One night — I’m not sure which, because don’t they all blend together the week between Christmas and the new year? — it was my turn to pray before dinner. I asked God to help the four of us become more like Jesus.

My newly-five-year-old son asked afterward why we’d want to be like Jesus. 

“Because, Buddy, that’s the whole point. That’s why He came to earth on Christmas.”

Then my newly-seven-year-old daughter asked, “What is the main purpose of us being here?”

There was a pause so she reworded the question. 

“What’s the main reason we’re down here and not in heaven?”

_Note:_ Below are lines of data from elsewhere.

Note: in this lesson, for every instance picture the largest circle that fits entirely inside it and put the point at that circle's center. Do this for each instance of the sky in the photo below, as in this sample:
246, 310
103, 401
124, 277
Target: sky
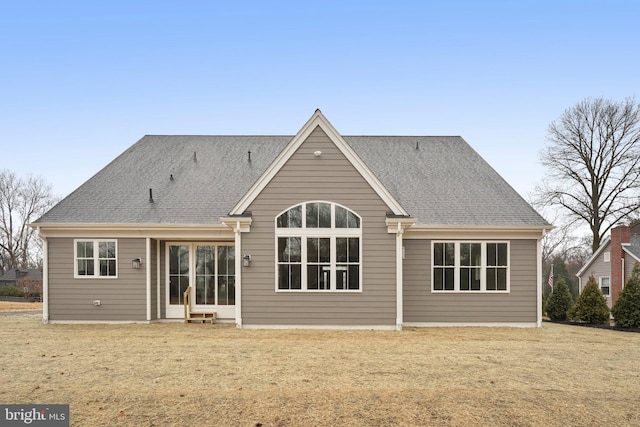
82, 81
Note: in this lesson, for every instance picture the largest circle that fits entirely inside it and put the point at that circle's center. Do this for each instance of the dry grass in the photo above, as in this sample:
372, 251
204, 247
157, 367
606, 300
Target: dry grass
19, 306
171, 374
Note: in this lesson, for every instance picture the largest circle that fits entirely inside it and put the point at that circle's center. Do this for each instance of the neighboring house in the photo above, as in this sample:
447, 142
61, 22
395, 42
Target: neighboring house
12, 277
315, 230
611, 265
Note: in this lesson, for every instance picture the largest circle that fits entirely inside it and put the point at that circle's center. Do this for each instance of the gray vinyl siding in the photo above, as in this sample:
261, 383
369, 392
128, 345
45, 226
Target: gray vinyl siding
332, 178
422, 305
122, 299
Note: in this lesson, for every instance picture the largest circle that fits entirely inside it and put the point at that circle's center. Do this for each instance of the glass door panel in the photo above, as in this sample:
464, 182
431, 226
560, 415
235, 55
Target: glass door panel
226, 275
205, 275
178, 272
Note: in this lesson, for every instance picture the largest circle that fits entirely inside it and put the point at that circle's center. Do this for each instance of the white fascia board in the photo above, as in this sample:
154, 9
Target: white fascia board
317, 119
593, 257
475, 232
239, 223
394, 225
155, 231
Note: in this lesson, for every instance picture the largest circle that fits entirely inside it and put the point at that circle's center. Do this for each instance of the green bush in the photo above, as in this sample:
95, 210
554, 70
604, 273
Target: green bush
559, 301
591, 306
10, 291
626, 310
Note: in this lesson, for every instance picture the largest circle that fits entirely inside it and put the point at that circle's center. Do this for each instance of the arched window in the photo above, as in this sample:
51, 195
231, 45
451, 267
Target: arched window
318, 247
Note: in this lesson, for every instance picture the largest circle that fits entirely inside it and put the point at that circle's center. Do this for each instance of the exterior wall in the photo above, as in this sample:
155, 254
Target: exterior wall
331, 178
122, 299
423, 306
629, 263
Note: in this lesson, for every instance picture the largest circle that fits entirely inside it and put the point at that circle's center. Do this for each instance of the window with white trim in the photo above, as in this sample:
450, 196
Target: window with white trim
605, 286
318, 247
470, 266
95, 258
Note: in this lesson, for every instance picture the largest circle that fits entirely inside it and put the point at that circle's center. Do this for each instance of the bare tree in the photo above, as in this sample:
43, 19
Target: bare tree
593, 164
22, 201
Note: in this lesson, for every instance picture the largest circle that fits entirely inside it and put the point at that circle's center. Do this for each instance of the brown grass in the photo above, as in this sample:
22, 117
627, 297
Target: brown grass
19, 306
171, 374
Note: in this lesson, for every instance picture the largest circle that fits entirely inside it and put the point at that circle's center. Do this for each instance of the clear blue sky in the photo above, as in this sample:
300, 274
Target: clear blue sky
82, 81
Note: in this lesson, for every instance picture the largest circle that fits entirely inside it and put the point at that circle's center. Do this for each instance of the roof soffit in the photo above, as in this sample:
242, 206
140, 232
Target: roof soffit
317, 120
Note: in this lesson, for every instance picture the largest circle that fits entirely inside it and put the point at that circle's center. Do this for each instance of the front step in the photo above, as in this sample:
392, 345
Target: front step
201, 317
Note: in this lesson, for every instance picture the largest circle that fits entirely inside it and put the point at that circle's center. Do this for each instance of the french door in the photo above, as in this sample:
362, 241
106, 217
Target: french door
209, 268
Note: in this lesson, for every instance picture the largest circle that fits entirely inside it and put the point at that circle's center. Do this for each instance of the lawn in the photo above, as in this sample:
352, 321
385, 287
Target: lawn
172, 374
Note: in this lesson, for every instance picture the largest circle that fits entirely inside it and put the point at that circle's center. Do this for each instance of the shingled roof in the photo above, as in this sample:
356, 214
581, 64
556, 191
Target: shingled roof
439, 181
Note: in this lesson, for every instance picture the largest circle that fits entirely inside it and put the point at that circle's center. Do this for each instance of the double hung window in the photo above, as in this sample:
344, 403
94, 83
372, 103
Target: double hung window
95, 258
470, 266
318, 247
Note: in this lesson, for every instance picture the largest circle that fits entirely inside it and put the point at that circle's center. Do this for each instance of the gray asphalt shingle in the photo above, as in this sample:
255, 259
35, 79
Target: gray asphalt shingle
442, 182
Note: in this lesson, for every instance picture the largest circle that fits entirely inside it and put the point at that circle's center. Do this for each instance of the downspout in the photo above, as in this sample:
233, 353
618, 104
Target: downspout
238, 263
539, 284
148, 278
45, 277
158, 280
399, 298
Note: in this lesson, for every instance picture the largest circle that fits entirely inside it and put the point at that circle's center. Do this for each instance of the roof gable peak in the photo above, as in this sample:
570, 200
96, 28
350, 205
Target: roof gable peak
317, 119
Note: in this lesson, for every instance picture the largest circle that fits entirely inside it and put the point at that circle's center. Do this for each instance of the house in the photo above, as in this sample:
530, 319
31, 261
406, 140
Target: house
317, 230
611, 265
27, 279
13, 277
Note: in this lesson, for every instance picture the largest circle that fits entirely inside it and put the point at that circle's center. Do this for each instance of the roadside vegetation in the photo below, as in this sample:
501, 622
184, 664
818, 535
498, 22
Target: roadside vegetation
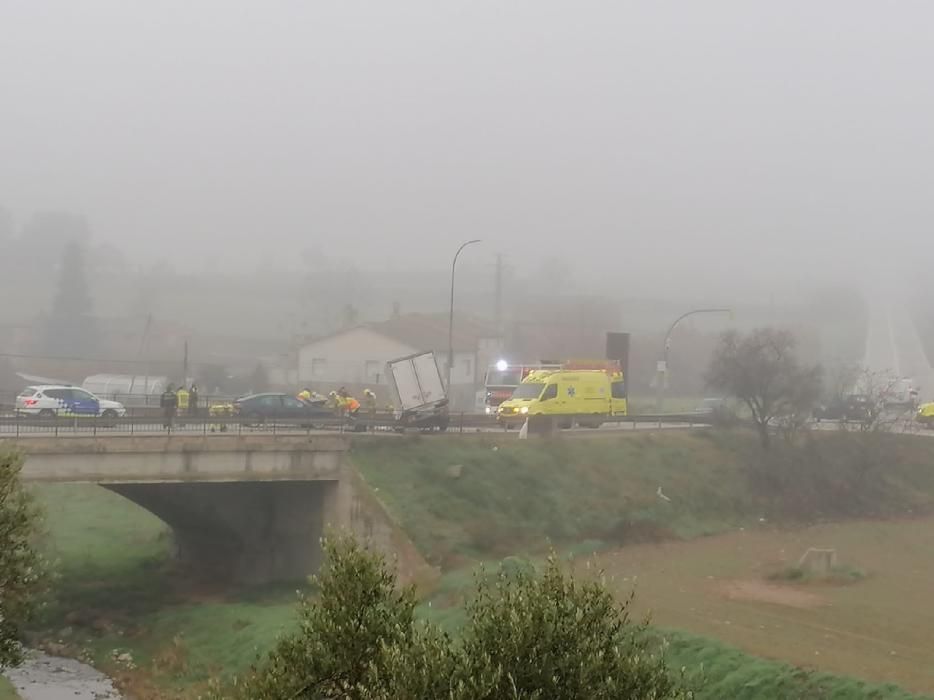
478, 497
527, 635
21, 566
464, 500
7, 691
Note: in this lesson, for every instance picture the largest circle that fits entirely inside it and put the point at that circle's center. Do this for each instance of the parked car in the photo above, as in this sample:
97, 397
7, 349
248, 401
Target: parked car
855, 407
50, 401
260, 408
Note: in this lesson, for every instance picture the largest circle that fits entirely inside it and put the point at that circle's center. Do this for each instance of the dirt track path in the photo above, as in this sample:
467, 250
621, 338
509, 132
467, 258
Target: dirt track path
880, 628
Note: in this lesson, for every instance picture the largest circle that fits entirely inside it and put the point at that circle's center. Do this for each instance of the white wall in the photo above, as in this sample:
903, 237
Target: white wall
357, 356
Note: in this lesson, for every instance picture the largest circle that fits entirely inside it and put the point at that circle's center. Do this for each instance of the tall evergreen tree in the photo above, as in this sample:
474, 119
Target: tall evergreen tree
70, 328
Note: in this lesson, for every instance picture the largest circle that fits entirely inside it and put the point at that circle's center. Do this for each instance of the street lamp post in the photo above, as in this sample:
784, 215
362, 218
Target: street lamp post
662, 378
451, 315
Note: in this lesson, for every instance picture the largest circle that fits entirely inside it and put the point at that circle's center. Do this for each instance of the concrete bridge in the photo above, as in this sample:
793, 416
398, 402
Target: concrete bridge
249, 509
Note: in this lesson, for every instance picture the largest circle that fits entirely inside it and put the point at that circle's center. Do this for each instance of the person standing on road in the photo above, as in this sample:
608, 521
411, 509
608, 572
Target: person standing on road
169, 405
193, 401
369, 402
182, 397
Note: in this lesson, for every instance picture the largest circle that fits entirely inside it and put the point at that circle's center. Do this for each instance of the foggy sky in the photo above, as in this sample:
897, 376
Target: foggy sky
688, 144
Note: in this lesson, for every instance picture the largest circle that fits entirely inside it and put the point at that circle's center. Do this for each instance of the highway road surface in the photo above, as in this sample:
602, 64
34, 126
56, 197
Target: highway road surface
893, 347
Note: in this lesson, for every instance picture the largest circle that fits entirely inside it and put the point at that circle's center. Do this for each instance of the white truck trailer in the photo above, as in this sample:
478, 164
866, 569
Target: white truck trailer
421, 401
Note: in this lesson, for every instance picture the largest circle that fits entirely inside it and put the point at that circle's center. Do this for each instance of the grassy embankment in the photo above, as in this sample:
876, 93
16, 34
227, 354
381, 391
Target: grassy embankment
116, 591
7, 691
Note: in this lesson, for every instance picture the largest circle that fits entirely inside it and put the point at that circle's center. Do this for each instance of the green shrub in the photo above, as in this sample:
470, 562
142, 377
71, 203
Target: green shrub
527, 637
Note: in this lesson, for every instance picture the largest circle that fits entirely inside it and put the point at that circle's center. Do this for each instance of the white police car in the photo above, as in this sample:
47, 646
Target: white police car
49, 401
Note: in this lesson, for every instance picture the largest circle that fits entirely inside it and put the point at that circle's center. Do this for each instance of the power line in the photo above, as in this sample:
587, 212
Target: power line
59, 358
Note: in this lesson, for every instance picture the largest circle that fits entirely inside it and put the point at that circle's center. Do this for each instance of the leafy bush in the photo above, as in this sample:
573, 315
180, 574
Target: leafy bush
20, 565
528, 637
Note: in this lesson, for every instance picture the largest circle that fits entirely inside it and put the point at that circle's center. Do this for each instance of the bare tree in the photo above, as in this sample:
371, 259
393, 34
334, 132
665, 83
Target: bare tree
761, 370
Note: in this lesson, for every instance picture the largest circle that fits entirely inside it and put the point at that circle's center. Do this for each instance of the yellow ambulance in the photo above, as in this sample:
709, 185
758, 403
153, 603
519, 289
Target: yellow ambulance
582, 396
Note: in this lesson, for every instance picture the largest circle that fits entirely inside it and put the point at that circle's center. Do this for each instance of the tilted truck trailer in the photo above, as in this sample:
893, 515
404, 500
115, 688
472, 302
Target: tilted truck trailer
421, 401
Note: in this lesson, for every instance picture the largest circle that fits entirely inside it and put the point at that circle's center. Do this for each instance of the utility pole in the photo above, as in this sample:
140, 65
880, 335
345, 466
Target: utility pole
451, 316
185, 365
662, 368
498, 291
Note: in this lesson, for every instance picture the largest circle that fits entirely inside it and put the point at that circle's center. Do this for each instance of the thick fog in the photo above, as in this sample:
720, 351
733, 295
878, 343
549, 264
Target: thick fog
684, 145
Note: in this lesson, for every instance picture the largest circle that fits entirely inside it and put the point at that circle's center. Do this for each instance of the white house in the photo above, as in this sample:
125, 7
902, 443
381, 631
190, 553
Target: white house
357, 357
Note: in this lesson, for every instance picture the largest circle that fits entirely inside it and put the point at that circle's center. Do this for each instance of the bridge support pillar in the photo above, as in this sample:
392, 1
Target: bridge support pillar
250, 532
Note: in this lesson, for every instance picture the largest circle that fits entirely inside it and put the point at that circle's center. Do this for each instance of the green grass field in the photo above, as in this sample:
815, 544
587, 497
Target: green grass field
515, 496
117, 589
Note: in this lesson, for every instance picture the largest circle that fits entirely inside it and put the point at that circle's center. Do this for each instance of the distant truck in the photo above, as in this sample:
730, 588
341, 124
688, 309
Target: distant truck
421, 401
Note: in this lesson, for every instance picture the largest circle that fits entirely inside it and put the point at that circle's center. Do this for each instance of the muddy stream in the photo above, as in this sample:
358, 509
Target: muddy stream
44, 677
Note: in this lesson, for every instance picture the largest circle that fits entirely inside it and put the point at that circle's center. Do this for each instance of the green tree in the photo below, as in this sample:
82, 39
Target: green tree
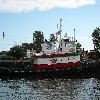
96, 38
38, 39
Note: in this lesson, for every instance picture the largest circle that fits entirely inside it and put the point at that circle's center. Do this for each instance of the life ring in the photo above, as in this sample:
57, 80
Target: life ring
72, 50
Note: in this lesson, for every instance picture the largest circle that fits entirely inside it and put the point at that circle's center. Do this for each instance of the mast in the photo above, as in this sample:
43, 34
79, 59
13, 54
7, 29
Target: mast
74, 35
60, 28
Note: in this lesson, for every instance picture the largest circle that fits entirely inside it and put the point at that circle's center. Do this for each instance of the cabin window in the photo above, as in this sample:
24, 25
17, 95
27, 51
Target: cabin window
61, 49
65, 44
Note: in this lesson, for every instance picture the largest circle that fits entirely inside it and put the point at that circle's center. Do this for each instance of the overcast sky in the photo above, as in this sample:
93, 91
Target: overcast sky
20, 18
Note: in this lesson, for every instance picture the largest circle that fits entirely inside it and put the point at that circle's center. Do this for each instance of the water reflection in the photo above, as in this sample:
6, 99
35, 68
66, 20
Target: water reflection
50, 89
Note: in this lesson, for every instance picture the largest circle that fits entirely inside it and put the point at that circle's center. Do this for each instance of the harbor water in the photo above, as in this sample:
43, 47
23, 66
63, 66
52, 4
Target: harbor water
63, 88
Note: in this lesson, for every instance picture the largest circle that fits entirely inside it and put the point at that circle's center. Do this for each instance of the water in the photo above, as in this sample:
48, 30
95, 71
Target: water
49, 88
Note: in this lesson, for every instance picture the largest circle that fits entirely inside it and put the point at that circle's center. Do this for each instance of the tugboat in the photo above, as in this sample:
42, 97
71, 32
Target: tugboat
60, 54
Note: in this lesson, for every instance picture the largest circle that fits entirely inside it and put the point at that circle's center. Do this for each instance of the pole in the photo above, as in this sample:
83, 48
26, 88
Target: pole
60, 27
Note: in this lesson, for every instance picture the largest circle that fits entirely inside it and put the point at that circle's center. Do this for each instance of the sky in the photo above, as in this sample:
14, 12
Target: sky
20, 18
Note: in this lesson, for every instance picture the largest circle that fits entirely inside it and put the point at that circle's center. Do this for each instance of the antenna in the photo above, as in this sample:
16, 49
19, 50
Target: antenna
3, 35
74, 35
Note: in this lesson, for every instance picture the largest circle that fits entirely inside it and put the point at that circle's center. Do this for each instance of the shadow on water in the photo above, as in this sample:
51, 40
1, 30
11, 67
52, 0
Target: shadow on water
52, 75
55, 85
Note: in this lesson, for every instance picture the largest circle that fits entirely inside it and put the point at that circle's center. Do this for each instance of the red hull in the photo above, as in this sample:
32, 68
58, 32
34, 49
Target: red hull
56, 66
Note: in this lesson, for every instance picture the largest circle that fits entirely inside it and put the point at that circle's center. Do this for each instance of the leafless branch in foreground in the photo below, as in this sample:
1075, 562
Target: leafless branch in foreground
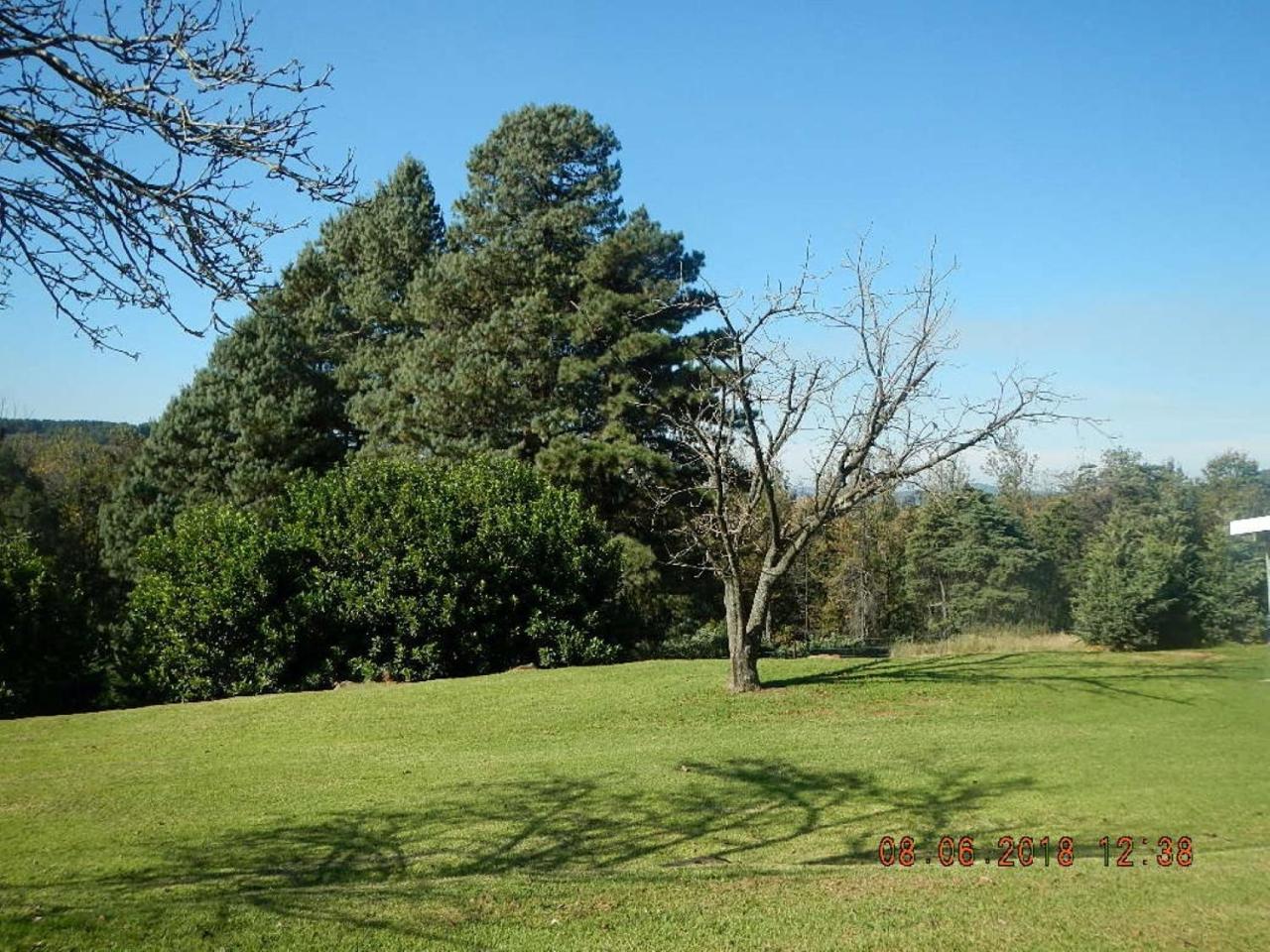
127, 140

Oh, dear Jesus. These conversations really do happen. 

“The main purpose is to choose God, Baby. To love Him and to tell others about His love.”

I have no idea if what I’m saying passes muster.

Then my son pipes up again. 

“Jesus is God.”

Then my husband joins in. 

“Yes, and He came to show us how to live.”

Back to the first born.

“We have to choose Him,” she says.


Here’s my truth about the daily grind that is preparing, serving, and cleaning up family dinner each evening. I don’t love to cook on weeknights. I want to come home and pour everyone a bowl of cereal. Some nights I’d even prefer that we all part ways so I can eat in silence. 

But I know there’s a better way. The habit of gathering for dinner every night to thank God for what He provides, and talk about our lives, opens the door to the most significant acts of love we can offer one another. Listening to each other, showing compassion and care for the hurts, celebrating the day’s wins — these don’t happen without regularly setting time for souls to mingle.  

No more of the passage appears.